All’inizio di quest’anno, mentre a Gaza si stava svolgendo un genocidio, ho iniziato a fare volontariato con varie organizzazioni mediche che aiutano i palestinesi. Sono andato in missione nella Cisgiordania occupata e ho sostenuto a distanza i professionisti medici a Gaza. Ho insegnato e fatto da mentore a bambini palestinesi, sostenuto gruppi che fornivano assistenza medica a pazienti pediatrici e geriatrici affetti da cancro, malattie croniche e demenza e ho condotto collaborazioni di ricerca sui modelli di malattie e lesioni a Gaza e in Cisgiordania.
Ciò che scrivo di seguito si basa esclusivamente sulle mie opinioni e sulle mie esperienze e non riflette la posizione di alcuna organizzazione in cui sono stato coinvolto.
Il mio lavoro in Palestina e con i palestinesi ha influenzato profondamente il modo in cui vedo la politica interna americana e il modo in cui voterò alle prossime elezioni presidenziali.

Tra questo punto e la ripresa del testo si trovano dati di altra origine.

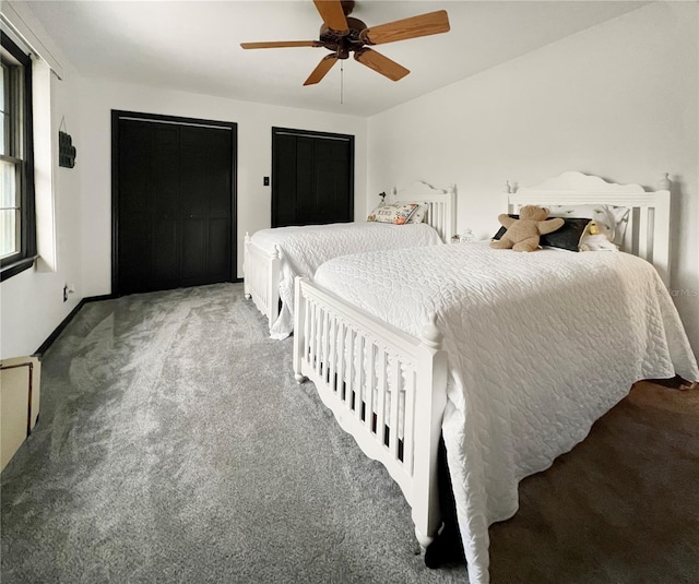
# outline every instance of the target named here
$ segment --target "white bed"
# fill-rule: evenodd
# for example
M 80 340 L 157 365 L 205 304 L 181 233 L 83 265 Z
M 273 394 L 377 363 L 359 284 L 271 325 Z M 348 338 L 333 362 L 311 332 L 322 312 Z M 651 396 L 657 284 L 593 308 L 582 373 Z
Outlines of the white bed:
M 443 432 L 472 584 L 488 582 L 488 526 L 516 513 L 519 480 L 584 439 L 633 382 L 699 379 L 665 286 L 663 187 L 566 172 L 507 193 L 510 212 L 630 207 L 627 253 L 475 242 L 337 258 L 296 281 L 297 380 L 387 467 L 424 547 L 440 525 Z
M 295 276 L 312 277 L 321 263 L 347 253 L 449 242 L 455 224 L 453 186 L 439 190 L 416 182 L 386 201 L 400 202 L 424 204 L 424 222 L 390 225 L 358 221 L 261 229 L 251 237 L 246 234 L 245 294 L 268 318 L 272 338 L 286 338 L 293 331 Z

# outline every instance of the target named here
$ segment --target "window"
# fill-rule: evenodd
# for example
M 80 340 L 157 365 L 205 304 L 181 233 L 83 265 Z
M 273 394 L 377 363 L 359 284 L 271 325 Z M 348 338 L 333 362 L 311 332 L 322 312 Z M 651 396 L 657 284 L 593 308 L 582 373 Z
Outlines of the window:
M 36 259 L 32 60 L 2 35 L 0 86 L 0 279 Z

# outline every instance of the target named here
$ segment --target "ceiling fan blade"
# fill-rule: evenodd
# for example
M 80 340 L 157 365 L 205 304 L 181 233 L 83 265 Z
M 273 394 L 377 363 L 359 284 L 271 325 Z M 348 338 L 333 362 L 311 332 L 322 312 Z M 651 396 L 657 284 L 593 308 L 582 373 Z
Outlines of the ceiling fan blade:
M 319 40 L 272 40 L 270 43 L 240 43 L 244 49 L 281 49 L 285 47 L 322 47 Z
M 340 0 L 313 0 L 313 4 L 316 4 L 318 13 L 328 28 L 332 28 L 342 34 L 350 32 L 347 19 L 345 17 L 344 10 L 342 10 L 342 2 Z
M 337 62 L 337 53 L 333 52 L 332 55 L 327 55 L 323 57 L 318 67 L 313 69 L 313 72 L 308 75 L 308 79 L 304 82 L 304 85 L 315 85 L 320 80 L 322 80 L 328 71 L 332 69 L 332 65 Z
M 369 69 L 374 69 L 377 73 L 389 78 L 391 81 L 403 79 L 410 73 L 402 64 L 392 61 L 380 52 L 369 48 L 363 48 L 354 53 L 354 58 L 362 64 L 366 64 Z
M 362 31 L 362 39 L 367 45 L 395 43 L 418 36 L 438 35 L 449 32 L 449 16 L 446 10 L 411 16 L 402 21 L 389 22 Z

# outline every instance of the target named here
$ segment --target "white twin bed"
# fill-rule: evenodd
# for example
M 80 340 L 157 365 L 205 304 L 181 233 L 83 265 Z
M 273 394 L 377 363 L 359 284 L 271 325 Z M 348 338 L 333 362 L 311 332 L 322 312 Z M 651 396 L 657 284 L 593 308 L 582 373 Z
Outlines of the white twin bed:
M 319 265 L 339 255 L 434 246 L 448 242 L 454 233 L 453 187 L 439 190 L 416 182 L 386 202 L 419 203 L 424 219 L 405 225 L 358 221 L 262 229 L 252 237 L 246 234 L 245 294 L 268 318 L 273 338 L 286 338 L 293 331 L 294 277 L 312 277 Z
M 427 546 L 440 526 L 447 446 L 472 584 L 488 582 L 488 526 L 518 484 L 588 434 L 633 382 L 699 370 L 666 289 L 670 192 L 567 172 L 523 204 L 630 208 L 625 252 L 533 253 L 488 242 L 377 250 L 296 279 L 294 369 L 380 461 Z

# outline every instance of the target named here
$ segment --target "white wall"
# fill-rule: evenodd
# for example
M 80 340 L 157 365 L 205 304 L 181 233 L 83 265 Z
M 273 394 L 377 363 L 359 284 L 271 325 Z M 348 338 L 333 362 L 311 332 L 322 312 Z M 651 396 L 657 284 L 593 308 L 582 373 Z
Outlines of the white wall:
M 453 182 L 459 229 L 485 238 L 508 179 L 580 170 L 655 189 L 670 172 L 671 291 L 698 354 L 698 7 L 650 4 L 370 118 L 367 192 Z
M 366 208 L 367 121 L 364 118 L 236 102 L 168 90 L 83 79 L 80 159 L 83 201 L 84 296 L 111 291 L 111 110 L 141 111 L 233 121 L 238 124 L 238 276 L 242 276 L 246 231 L 270 226 L 272 127 L 295 128 L 355 136 L 355 216 Z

Se c’è una cosa importante che ho imparato dal mio lavoro e dalla recente missione in Palestina quest’estate, è che i crimini israeliani denunciati sono solo una piccola parte di ciò che realmente accade. Molti non sono documentati perché telecamere e telefoni vengono sequestrati o distrutti o le vittime temono ritorsioni sotto forma di violenza diretta o punizione collettiva se parlano apertamente.
È davvero quasi impossibile concettualizzare la portata della violenza strutturale e fisica imposta quotidianamente a questa popolazione e l’ingegnosità dei crimini commessi contro di loro.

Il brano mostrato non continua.